Corrupção: causas e soluções em todas as pontas – Por Germano Rigotto

Não nos enganemos imaginando ser fácil combater a corrupção. Essa disposição só terá significado se for profunda e multilateral, assim como são suas próprias causas. Soluções simplistas para problemas complexos normalmente geram resultados errados ou insuficientes. O psicanalista Luiz Hanns, em uma análise elucidativa, trata disso em uma aula publicada pela Casa do Saber. Ele mostra que há pelo menos três tipos de corrupção que se reforçam e reproduzem.

A primeira delas é a sistêmica, que junta pessoas de mau caráter com um sistema vulnerável a desvios. Empresários gananciosos e detentores de cargo públicos inescrupulosos acham brechas para a ilicitude disfarçada. Isso pode ser combatido com um controle mais eficiente, capaz de diminuir a impunidade. O Brasil precisa vencer a sensação de que o crime compensa.

A segunda é a corrupção endêmica: uma cultura impregnada pelo desvio, o famoso “jeitinho brasileiro” – somos o único lugar do mundo em que delinquir ganhou até designação carinhosa. Engloba a postura de quem se revolta contra o escândalo do setor público, mas pratica e naturaliza pequenas corruptelas cotidianas. Tais como não devolver um troco dado a maior, subornar o guarda ou o fiscal, furar a fila, usar a vaga de estacionamento destinada ao deficiente físico, e por aí afora.

Esse desvio se combate com uma cultura inversa, a ser fomentada pela mídia e por outros meios de formação da opinião pública. O assunto deve estar em todos os lugares: campanhas publicitárias, escolas, igrejas, clubes comunitários, entidades sociais, telenovelas, livros, teatros, músicas, roteiros humorísticos. Precisamos falar da ladroagem dos políticos, mas também das pequenas e grandes transgressões éticas que a própria sociedade pratica ou aceita. E repudiar a corrupção em todas as suas formas.

As duas espécies que citei deslizam uma em direção à outra. Elas reificam o sistema e se retroalimentam. O crime é sempre o encontro de uma intencionalidade com uma ocasião. A ocasião faz o ladrão, diz o ditado. Pois bem: nossa organização institucional e essa parte negativa do nosso caldo cultural formam um casamento perfeito para a desordem.

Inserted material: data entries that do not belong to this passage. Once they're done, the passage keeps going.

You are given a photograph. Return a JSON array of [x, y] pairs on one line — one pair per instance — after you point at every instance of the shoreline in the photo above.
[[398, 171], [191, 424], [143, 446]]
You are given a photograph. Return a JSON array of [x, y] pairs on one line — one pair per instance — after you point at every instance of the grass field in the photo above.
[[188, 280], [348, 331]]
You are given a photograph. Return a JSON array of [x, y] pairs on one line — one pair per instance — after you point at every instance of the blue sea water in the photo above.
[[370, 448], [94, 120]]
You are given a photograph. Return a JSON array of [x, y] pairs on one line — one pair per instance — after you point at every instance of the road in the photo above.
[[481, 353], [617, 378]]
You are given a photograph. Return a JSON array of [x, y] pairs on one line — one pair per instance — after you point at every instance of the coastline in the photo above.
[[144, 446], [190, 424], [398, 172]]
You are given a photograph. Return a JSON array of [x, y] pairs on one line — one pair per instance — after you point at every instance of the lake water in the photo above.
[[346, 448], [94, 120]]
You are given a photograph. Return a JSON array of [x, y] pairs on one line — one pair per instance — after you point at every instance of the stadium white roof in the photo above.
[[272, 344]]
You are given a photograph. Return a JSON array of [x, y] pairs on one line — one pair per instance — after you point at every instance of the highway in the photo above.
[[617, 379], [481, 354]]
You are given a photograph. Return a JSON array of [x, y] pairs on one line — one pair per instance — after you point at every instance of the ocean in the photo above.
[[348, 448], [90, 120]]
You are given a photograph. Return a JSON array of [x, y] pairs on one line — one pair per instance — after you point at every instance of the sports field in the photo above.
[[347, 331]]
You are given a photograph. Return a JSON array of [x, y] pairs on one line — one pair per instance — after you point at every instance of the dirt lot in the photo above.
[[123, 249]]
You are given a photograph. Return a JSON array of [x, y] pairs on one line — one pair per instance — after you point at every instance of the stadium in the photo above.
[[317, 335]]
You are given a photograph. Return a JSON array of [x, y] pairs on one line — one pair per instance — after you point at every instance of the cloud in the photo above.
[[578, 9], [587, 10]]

Isso precise ser freado.

A terceira espécie de corrupção citada por Hanns é a sindrômica, que tem várias causas, fatores e vertentes. Está latente na burocracia e na visão patrimonialista do Estado. Envolve as inúmeras leis inexequíveis ou aquelas que viraram letra mota. O descrédito do arcabouço legislativo é o oxigênio para fazer esse sistema contraditório respirar. Some-se a isso a falta de fiscalização. E está feito o ambiente que confere normalidade e moralidade a algo que, na verdade, está corroído por dentro. Serve ao aparelho estatal corruptível, serve ao cidadão corruptor.

Veja-se, então, que o combate à corrupção não terá sucesso apenas pelo moralismo ou tampouco pela escolha de indivíduos honestos. A mera renovação dos nomes da política, igualmente, por mais salutar que possa ser, também não será suficiente. Nem os tribunais e os órgãos de fiscalização conseguirão, por mais que queiram e tentem, acabar com essas práticas. Tanto é assim que, mesmo depois da Lava-Jato, muitos continuam delinquindo com a maior desfaçatez. Esses papéis são importantes, sem dúvida, mas precisamos de muito mais.

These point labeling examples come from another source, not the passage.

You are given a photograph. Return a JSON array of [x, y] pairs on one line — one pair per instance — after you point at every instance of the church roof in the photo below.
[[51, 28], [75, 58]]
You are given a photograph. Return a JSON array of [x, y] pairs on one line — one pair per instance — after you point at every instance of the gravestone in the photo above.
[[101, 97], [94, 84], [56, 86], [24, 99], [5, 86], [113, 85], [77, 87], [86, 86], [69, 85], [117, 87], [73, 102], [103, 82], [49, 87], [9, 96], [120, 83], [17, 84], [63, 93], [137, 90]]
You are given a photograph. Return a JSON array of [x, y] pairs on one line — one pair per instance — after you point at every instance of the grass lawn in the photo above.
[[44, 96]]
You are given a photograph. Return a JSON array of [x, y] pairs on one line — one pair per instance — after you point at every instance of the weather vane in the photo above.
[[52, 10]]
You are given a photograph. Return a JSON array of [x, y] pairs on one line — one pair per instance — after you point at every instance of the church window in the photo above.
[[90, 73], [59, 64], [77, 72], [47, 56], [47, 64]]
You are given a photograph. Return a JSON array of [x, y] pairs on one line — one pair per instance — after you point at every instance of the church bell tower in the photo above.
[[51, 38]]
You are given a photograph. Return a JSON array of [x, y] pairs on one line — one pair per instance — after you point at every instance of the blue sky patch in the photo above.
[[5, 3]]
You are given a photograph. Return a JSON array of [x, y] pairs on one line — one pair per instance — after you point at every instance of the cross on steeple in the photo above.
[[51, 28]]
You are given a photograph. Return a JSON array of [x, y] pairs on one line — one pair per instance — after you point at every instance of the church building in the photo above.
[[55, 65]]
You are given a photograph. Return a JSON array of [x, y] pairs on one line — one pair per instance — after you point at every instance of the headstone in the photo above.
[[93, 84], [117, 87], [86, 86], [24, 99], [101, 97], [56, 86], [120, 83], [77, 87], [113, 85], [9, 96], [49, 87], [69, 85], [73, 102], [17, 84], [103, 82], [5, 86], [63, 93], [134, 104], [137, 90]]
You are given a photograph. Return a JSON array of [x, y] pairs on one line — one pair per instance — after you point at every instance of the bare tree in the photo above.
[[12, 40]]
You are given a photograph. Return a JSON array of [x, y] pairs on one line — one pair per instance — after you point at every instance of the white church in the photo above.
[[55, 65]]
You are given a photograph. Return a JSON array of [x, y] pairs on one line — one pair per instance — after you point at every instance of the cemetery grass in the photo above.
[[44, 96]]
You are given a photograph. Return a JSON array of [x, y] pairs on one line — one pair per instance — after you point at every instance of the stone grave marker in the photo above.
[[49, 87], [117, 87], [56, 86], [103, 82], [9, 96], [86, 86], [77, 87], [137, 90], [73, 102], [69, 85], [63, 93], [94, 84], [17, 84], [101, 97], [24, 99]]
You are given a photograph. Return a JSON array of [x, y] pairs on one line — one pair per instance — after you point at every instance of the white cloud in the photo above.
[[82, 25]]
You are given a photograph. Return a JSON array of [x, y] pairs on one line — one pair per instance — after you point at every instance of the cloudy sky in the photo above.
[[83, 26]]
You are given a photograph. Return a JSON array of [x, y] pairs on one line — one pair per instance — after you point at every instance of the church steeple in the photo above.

A chaga da corrupção é uma espécie de metástase. Não estamos diante de uma patologia que possa ser curada com analgésicos. Precisamos gerar consciência de quão grave é o nosso quadro e, a partir disso, despertar um verdadeiro levante de mobilização, incluindo dos políticos aos cidadãos mais simples. É hora de uma revisão cultural, constitucional e institucional profunda. De cultivar uma espécie de tolerância zero com a corrupção, mas sem generalizações – que só beneficiam os maus. Ou vamos a fundo no problema, atacando em todas as suas pontas, ou continuaremos patinando como nação. É nosso dever legar um país melhor às gerações que nos sucederão.